Why do organisms accumulate potential energy? I can understand that animals need some battaries to run. But, we learn that plants serve like batteries for animals because they accumulate the sun energy in the first place! You can eat them or burn to extract the accumulated energy. This means that they consist of structures that they want to blow-up and disintegrate to fall apart at the lower energy level. But why? 

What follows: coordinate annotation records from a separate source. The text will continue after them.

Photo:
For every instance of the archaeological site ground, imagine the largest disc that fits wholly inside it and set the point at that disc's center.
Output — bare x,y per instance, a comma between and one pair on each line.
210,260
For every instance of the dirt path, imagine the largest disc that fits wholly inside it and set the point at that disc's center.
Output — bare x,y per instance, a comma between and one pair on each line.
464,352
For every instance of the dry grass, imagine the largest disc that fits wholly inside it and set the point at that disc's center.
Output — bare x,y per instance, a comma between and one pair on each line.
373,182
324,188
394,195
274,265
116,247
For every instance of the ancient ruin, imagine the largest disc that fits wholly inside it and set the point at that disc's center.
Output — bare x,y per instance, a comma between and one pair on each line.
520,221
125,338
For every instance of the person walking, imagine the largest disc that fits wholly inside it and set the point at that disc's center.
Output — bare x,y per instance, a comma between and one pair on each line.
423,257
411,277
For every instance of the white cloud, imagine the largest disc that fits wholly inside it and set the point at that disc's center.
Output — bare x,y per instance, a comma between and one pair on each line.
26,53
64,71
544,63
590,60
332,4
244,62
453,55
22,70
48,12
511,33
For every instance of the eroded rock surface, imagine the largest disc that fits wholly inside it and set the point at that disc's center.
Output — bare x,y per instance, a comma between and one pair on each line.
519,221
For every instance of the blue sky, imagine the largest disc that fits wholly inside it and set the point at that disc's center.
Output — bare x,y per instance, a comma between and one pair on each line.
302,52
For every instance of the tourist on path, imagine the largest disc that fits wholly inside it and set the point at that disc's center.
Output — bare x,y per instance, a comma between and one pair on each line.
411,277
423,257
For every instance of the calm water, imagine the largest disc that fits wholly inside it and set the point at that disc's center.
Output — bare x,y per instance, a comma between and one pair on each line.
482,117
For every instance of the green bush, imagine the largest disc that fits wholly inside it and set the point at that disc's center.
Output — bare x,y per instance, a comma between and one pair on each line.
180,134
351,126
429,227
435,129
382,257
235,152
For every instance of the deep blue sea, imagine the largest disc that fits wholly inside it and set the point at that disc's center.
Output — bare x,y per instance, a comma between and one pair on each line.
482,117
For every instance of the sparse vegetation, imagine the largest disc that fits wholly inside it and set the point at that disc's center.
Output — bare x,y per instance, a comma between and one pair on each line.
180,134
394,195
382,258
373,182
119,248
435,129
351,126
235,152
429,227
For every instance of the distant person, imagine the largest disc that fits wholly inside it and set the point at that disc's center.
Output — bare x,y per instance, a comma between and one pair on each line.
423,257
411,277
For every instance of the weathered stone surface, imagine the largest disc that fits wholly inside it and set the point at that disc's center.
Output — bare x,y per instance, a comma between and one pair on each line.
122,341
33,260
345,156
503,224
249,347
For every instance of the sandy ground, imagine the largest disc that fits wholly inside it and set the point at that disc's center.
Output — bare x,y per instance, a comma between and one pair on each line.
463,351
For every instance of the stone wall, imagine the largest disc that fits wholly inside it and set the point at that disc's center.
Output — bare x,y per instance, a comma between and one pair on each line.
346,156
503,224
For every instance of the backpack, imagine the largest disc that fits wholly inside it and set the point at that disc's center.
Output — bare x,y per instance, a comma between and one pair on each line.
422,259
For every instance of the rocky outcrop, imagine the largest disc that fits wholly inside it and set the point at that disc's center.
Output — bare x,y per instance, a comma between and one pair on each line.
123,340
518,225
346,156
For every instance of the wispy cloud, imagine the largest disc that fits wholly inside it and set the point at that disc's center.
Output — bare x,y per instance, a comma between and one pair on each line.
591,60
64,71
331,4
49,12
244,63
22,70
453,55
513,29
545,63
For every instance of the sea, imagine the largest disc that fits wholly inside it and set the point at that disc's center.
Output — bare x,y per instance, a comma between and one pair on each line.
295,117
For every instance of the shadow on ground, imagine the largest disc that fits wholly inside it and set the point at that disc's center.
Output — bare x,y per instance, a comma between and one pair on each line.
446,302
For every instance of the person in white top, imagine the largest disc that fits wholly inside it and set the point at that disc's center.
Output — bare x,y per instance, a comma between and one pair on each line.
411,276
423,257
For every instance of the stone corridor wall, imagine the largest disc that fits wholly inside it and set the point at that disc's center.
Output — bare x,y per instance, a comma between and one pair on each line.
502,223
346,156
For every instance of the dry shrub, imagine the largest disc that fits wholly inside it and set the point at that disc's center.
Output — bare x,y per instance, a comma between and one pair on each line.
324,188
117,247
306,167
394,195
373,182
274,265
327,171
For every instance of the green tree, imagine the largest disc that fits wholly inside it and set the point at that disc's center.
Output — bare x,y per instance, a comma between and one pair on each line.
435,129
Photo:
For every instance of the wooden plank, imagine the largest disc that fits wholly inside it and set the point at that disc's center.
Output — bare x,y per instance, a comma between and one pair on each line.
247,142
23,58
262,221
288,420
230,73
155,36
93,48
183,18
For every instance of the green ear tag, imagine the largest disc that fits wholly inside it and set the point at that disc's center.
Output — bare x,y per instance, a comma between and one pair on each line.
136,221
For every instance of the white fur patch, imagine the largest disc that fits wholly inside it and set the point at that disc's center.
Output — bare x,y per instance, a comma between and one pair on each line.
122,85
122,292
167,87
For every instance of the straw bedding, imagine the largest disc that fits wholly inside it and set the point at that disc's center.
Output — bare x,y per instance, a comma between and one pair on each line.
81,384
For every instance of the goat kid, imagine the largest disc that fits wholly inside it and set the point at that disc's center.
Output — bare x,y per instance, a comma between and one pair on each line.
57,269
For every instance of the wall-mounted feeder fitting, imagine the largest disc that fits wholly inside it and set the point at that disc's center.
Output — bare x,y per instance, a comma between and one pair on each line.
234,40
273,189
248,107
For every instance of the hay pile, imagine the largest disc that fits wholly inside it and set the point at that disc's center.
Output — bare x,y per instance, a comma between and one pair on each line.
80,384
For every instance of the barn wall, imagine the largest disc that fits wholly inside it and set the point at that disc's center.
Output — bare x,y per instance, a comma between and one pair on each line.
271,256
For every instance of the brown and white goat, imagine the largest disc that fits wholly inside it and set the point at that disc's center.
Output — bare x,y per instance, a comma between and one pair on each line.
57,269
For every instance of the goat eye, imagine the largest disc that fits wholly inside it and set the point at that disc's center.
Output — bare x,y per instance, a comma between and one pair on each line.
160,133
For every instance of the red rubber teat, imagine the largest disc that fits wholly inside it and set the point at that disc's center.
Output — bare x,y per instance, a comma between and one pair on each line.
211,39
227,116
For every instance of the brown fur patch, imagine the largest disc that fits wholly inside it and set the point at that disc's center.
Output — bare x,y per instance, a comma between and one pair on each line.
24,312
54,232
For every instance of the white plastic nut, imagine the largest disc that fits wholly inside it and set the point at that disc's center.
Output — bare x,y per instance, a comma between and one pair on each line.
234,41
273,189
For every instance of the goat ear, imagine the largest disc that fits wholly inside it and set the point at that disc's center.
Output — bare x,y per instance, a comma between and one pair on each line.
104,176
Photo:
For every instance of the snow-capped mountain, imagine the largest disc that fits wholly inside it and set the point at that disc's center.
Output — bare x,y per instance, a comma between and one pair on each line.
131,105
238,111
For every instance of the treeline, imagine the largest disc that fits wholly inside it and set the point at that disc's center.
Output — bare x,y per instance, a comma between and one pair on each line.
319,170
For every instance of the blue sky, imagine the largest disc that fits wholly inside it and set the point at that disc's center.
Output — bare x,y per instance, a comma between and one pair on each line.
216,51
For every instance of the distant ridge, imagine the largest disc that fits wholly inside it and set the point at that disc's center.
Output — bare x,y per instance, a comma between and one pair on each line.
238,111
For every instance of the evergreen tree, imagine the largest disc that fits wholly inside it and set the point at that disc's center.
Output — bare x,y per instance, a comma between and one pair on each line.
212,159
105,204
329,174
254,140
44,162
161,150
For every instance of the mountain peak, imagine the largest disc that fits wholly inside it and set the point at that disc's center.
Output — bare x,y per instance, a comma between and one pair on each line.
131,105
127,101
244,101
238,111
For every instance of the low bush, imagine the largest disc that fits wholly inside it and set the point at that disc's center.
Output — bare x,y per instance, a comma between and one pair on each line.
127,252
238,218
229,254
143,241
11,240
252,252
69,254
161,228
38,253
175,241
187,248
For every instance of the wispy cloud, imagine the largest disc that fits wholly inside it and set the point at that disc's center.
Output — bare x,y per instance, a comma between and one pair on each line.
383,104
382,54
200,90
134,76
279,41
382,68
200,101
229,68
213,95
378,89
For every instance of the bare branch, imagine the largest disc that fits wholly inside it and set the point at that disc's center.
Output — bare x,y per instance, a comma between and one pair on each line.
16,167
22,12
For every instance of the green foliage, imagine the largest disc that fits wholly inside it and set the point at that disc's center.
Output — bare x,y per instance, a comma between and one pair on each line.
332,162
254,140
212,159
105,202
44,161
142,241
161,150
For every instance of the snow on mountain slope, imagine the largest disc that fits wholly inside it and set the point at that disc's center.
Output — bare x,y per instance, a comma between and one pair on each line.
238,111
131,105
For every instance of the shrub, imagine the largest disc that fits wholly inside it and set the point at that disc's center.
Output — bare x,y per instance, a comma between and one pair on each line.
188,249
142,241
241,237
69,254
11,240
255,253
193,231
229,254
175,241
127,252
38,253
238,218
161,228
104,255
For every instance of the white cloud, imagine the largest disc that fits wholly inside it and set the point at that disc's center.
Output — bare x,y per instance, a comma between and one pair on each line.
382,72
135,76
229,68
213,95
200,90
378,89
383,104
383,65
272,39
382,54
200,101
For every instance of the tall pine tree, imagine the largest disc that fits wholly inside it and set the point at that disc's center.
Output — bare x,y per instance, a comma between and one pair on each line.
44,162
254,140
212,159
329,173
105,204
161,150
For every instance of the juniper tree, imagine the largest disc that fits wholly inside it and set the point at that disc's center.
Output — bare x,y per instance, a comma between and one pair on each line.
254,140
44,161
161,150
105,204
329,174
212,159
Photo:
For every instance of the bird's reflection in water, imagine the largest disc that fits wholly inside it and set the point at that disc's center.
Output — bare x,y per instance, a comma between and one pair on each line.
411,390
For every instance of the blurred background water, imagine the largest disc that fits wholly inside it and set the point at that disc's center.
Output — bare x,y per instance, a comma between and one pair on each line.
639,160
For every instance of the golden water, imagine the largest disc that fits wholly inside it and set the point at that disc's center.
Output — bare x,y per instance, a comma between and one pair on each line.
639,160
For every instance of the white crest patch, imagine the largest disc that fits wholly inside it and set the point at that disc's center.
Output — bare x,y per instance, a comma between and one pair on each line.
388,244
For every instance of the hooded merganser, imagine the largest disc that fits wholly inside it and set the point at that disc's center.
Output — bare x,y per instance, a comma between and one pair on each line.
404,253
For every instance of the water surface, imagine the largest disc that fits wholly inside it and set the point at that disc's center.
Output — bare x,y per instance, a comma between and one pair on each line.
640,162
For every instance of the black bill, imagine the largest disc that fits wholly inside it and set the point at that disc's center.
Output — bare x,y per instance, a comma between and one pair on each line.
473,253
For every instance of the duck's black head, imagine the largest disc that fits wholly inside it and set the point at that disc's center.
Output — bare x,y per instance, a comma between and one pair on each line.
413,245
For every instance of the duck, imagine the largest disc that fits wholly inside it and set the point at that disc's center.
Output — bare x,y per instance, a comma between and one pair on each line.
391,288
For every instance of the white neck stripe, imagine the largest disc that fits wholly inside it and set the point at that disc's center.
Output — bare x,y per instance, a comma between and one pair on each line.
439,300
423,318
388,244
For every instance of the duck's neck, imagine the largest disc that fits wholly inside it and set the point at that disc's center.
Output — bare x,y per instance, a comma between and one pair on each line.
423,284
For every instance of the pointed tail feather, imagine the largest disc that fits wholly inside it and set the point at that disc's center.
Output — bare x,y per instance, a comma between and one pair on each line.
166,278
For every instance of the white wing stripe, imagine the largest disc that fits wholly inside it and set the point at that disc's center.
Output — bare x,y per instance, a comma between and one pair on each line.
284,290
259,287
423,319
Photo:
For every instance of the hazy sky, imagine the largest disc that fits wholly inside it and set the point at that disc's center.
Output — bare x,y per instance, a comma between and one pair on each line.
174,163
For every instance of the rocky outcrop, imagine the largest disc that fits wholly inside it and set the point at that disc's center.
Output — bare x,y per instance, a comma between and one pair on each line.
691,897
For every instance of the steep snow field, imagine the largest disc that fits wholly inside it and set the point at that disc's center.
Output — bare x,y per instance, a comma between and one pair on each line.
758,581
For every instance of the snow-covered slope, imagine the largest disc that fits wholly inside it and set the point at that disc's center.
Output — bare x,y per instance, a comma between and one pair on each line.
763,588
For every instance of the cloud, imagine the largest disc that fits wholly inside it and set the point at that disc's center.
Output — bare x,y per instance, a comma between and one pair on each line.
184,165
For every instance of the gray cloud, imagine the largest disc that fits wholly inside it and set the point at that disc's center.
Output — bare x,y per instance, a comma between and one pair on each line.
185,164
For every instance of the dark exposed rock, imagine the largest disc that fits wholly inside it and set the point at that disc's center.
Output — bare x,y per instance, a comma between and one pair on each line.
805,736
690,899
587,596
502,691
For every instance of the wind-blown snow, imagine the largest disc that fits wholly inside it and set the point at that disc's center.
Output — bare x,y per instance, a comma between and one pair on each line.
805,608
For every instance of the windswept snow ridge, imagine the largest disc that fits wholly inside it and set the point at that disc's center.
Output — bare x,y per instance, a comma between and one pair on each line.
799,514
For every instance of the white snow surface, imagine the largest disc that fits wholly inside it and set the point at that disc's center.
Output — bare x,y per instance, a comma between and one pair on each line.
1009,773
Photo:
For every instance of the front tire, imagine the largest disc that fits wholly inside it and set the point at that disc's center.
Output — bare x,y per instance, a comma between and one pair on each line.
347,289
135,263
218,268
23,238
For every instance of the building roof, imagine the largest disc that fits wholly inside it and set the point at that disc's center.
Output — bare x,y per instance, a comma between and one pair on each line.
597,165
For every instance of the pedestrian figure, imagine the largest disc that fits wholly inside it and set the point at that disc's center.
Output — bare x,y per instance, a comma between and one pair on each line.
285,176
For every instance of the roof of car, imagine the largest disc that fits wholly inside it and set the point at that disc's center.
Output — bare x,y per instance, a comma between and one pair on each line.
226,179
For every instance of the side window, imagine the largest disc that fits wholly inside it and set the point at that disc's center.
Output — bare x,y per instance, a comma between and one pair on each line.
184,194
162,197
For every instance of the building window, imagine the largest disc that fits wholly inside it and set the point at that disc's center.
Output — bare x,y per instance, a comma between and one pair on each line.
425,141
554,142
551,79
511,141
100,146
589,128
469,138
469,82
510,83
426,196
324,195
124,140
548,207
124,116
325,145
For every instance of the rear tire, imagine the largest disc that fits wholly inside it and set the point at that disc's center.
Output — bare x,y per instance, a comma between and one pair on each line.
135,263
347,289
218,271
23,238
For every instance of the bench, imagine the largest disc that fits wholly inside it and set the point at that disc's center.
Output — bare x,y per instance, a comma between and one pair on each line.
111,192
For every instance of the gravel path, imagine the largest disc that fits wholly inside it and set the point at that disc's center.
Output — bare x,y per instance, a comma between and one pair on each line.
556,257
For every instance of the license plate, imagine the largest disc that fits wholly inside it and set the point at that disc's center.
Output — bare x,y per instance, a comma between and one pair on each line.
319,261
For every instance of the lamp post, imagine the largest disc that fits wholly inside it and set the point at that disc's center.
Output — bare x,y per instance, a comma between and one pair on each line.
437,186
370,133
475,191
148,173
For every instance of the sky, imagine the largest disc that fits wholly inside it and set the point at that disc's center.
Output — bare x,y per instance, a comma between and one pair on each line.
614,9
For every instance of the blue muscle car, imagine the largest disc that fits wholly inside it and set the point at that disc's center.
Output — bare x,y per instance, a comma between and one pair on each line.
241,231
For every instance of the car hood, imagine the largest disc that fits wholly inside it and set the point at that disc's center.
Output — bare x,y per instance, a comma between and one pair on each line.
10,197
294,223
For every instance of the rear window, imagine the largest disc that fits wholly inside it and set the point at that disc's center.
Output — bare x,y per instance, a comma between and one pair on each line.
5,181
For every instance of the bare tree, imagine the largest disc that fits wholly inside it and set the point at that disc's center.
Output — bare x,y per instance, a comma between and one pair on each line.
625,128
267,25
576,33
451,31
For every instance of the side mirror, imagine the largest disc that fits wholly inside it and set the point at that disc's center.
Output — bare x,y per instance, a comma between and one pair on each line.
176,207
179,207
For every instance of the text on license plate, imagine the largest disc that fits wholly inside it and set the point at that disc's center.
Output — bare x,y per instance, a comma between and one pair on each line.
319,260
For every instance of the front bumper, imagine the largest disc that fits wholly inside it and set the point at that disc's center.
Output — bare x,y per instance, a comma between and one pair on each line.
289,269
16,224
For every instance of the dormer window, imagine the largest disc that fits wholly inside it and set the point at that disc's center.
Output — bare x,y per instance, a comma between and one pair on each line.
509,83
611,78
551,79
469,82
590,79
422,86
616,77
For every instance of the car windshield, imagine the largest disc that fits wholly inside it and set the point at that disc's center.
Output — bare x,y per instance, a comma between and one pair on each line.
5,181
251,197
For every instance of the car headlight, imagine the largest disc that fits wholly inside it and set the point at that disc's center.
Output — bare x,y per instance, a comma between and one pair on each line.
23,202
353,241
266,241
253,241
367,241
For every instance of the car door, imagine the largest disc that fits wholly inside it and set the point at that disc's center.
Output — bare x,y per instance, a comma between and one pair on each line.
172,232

This is strange to me since the most fundamental law of nature says that battaries spontaneously leak and discharge themselves. This means that the hydrocarbon structures that all life organisms are made of on the Earth are not stable. The photosinthesis, $\mathrm{H_2 O + CO_2 + \text{photo} \mapsto O_2 + CH_2O}$, is costly. It not only needs (photo) energy but uses it to produces the hydrocarbons, the $\mathrm{CH_2O}$-like spontaneously degrading structures! Why do you want to consist of something unstable that has tendency to blow up as soon as possible (why not immediatly, BTW?) if your purpose is survival, as any life organism on the Earth?
I watched the Gibbs Free Energy but could not understand anything. Is it because of the min. energy law we have everything at the min energy already on the Earth and if you want to produce some structures (fortunately, there is a Sun), you have no other choice but to make them unstable?
 A: There are many things on Earth that do persist over time by being made of thermodynamically stable substances. A common example is a good solid lump of granite. These can "survive" unchanged for billions of years (much longer if it wasn't for plate tectonics). However, we do not say they are alive.
There are a much smaller number of other things that persist over time in a different way: by using energy to build up a thermodynamically unstable structure, and then later breaking down that same structure to get the energy back, which is then used to capture more energy and build more structure, etc. Living organisms are a good example of this, although it also applies to other things, such as fire, thunderstorms and rivers. The general term for these is "dissipative structures", because they persist by downgrading, or "dissipating" energy.
Of course it would be nice to have the best of both worlds, where you're made of a thermodynamically stable substrate and you're also able to grow by extracting energy from your environment. I guess a growing crystal would be an example of this in a sense - but the problem is that thermodynamically stable structures tend not to be very interesting. It would be impossible to find a thermodynamically stable structure that could extract energy from sunlight to build more of itself, because as soon as it's absorbed a photon and converted that energy into a chemical bond, it's out of thermodynamic equilibrium and therefore unstable. In general the more complex a structure is on the molecular level, the lower its entropy tends to be. If you want to be more complicated than, say, a rock, you don't really have much choice other than to be a far from equilibrium structure, which means you contain stored energy.
You're right that all batteries leak. If you've decided to persist by being a living organism, that's just something you have to put up with. As a human, most of the energy you extract from the food you eat will go into maintaining your cells against the continual forces of decay that degrade them, with only a much smaller proportion going into useful things like growth and movement.
A more prosaic answer is that life doesn't seem to have much of a choice about what it's made of. All life on Earth is made of water, proteins, and smaller amounts of lipids and other organic compounds. At the origins of life this probably wouldn't have been so far from equilibrium, since in a reducing atmosphere amino acids can form spontaneously. However, the combined result of photosynthesis and limestone formation is that the atmosphere is now highly oxidising, which means that on today's Earth protein burns rather nicely.
In summary, the reasons that living organisms are made of unstable matter are that (i) if they didn't extract energy from their environment, we wouldn't consider them alive; (ii) if you extract energy from your environment, you become thermodynamically unstable; (iii) it's difficult if not impossible to have a complicated, yet organised, molecular structure without being far from equilibrium; and (iv) the decision to be made of proteins, which are particularly unstable, was made a long time ago, when they weren't anywhere near as flammable as they are today.